A drone flew into a power line in Moore Sunday evening, causing a power outage, a small fire, and damaging two cars.
"You know it's a live powerline. If there are pedestrians that are struck by that it's a little more serious than damage to a vehicle.” Said Sgt. Jeremy Lewis of the Moore Police Dept.
The drone was destroyed in the fire, but police are looking at the video card and think it's just a matter of time before they're knocking on that person's door.
OCCC Drone Academy Instructor Joe Hartpence says this is about a 15-hundred dollar drone, not typically something that a child would be playing with. "A lot of people are using it for videos for real estate, cinematography, and it goes above and beyond just a toy." Hartpence said.
The FAA has five rules regulating recreational drone flight.

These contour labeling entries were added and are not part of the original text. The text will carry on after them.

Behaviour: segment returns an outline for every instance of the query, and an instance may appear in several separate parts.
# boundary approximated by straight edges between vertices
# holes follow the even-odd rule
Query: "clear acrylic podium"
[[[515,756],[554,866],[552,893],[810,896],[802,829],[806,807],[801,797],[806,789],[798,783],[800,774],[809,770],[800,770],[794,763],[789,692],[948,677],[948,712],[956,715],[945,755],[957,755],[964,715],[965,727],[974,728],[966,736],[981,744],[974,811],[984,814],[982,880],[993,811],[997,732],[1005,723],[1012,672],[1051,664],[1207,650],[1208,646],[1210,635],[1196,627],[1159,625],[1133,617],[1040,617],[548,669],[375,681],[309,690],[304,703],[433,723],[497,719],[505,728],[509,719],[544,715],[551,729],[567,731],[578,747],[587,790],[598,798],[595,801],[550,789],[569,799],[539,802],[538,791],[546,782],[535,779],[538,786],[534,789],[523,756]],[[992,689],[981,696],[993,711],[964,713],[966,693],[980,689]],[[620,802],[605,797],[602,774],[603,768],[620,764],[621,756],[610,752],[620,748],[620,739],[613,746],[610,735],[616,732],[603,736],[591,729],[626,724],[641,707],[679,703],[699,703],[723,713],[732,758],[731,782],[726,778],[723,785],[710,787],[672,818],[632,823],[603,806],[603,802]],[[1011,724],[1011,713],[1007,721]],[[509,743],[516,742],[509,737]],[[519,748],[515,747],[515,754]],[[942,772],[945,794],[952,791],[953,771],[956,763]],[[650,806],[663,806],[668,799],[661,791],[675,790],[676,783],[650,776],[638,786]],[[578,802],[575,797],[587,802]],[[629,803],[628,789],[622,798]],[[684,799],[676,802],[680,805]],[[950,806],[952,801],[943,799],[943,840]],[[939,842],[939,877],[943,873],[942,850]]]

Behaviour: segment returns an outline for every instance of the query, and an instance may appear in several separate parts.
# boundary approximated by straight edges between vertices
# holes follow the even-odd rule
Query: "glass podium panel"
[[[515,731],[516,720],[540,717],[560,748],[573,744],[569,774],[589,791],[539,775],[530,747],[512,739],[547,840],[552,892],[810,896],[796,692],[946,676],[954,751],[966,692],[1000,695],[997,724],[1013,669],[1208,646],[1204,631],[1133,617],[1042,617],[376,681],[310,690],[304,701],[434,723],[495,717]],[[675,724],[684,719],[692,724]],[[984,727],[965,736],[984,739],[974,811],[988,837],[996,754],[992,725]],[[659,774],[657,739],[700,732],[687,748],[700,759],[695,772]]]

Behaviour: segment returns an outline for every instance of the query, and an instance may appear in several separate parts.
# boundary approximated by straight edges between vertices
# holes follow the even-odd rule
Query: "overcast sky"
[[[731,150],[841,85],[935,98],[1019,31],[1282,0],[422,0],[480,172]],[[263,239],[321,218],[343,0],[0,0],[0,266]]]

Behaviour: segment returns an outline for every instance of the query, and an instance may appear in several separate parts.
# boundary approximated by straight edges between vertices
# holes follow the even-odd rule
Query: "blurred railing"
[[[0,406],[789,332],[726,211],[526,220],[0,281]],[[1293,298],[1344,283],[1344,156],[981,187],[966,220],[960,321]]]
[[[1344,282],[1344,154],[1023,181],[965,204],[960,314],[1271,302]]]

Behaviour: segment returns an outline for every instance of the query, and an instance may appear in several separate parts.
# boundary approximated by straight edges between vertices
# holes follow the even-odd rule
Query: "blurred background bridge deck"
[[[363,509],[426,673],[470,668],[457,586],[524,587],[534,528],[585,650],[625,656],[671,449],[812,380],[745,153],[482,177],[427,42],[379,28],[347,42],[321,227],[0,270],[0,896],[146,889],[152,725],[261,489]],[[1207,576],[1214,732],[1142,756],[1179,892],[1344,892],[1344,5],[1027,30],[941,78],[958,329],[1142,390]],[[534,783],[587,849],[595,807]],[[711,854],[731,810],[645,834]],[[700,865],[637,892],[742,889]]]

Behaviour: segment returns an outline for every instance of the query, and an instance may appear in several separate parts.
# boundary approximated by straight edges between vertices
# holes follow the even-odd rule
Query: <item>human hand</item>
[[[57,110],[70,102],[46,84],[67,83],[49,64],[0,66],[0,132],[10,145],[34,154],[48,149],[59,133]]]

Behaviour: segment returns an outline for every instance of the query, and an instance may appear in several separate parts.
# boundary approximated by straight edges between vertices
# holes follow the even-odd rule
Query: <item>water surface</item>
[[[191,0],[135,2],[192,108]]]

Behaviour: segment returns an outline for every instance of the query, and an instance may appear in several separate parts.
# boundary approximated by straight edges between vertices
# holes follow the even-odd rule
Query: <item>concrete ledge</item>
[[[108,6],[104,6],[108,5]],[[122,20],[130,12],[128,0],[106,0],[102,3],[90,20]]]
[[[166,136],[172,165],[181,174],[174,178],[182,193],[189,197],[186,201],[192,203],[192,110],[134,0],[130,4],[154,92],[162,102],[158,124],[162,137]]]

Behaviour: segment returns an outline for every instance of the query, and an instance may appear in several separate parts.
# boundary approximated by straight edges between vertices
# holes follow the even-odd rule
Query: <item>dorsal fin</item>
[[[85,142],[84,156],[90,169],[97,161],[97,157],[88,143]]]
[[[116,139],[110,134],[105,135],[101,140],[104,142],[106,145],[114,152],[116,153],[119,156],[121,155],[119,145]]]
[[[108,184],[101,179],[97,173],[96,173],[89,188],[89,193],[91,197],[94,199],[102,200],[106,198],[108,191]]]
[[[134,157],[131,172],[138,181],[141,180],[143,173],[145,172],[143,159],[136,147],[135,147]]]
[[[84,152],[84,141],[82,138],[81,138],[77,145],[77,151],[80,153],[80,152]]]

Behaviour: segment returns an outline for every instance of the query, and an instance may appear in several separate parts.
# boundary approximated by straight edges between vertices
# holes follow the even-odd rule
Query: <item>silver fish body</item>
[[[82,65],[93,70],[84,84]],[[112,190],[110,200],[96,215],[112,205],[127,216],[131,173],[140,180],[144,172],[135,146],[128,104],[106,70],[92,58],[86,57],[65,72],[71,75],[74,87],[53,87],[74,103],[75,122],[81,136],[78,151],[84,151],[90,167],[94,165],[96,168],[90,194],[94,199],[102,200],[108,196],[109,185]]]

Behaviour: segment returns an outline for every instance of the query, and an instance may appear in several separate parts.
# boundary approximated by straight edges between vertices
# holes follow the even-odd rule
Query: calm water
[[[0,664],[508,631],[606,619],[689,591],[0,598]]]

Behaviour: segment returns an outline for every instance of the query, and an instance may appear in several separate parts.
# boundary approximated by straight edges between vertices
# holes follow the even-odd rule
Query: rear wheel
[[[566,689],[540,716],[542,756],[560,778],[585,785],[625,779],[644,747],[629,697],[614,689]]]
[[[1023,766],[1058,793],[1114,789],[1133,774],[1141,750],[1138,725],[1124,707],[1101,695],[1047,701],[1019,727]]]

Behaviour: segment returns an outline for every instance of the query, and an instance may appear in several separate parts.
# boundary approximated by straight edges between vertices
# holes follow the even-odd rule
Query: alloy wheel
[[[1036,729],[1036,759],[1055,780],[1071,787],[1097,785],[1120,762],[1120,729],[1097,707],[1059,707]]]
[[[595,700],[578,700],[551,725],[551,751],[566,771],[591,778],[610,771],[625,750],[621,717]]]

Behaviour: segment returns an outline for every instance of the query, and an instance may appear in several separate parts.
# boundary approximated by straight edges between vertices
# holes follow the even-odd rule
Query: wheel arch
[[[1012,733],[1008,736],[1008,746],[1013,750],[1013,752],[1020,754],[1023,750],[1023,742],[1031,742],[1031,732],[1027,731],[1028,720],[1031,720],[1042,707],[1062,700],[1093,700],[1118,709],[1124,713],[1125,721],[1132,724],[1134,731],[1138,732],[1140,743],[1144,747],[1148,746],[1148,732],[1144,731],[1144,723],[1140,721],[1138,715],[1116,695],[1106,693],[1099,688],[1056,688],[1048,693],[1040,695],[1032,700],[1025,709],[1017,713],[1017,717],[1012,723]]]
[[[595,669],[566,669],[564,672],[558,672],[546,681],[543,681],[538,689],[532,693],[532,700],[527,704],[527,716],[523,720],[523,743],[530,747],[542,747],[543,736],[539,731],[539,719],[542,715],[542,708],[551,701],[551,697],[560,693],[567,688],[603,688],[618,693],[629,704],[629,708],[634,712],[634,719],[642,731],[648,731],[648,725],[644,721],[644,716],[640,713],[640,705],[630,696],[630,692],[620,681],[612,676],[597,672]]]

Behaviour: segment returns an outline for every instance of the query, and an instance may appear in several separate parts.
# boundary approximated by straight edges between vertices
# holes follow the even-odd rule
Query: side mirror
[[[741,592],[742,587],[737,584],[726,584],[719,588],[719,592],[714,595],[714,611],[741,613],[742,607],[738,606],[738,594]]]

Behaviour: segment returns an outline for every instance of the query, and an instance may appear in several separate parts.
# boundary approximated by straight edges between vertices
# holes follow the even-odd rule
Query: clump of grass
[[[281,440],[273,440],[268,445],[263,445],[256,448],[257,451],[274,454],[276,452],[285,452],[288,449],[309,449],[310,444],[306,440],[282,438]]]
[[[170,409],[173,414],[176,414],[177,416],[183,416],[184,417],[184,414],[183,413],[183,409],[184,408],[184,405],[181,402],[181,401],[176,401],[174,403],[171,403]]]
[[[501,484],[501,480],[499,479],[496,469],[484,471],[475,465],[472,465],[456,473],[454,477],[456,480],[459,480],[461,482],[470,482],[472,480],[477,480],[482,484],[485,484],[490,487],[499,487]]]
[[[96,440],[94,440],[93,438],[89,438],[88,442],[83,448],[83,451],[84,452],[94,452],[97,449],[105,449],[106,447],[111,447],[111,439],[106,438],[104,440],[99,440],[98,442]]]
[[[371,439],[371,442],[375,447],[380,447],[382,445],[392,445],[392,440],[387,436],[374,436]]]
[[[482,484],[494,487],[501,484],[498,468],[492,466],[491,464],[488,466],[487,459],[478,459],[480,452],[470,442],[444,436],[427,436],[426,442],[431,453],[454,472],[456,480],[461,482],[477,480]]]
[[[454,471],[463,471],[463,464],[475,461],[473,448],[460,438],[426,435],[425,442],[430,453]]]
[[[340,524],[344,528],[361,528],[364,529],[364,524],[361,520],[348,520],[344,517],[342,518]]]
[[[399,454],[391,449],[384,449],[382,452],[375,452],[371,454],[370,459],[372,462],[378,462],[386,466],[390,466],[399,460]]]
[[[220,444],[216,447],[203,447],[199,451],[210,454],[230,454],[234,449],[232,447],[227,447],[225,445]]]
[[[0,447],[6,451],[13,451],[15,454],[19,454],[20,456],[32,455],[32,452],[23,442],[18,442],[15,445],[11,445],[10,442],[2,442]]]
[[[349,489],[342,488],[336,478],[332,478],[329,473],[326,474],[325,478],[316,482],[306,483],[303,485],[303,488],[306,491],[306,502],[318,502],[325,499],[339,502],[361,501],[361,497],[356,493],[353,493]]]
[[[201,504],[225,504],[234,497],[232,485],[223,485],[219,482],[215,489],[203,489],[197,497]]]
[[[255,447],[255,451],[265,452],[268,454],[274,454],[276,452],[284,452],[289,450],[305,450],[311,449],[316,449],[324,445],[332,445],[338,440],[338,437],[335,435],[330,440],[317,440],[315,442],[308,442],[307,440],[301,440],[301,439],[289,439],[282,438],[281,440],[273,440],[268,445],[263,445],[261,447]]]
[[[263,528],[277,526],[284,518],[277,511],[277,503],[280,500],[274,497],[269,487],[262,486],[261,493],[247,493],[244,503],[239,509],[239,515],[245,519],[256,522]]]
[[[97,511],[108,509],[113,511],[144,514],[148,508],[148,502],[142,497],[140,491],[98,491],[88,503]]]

- The aircraft is flown strictly for hobby or recreational use
- The aircraft is operated in accordance with a community-based set of safety guidelines
- The aircraft is limited to not more than 55 pounds
- The aircraft is operated in a manner that does not interfere with and gives way to any manned aircraft
- When flown within 5 miles of an airport, the operator of the aircraft provides the airport with prior notice of the operation
The last, often unspoken rule, Hartpence says, use a little common sense when flying. "Yeah. Just fly safe.” He said, “Fly safe and fly smart."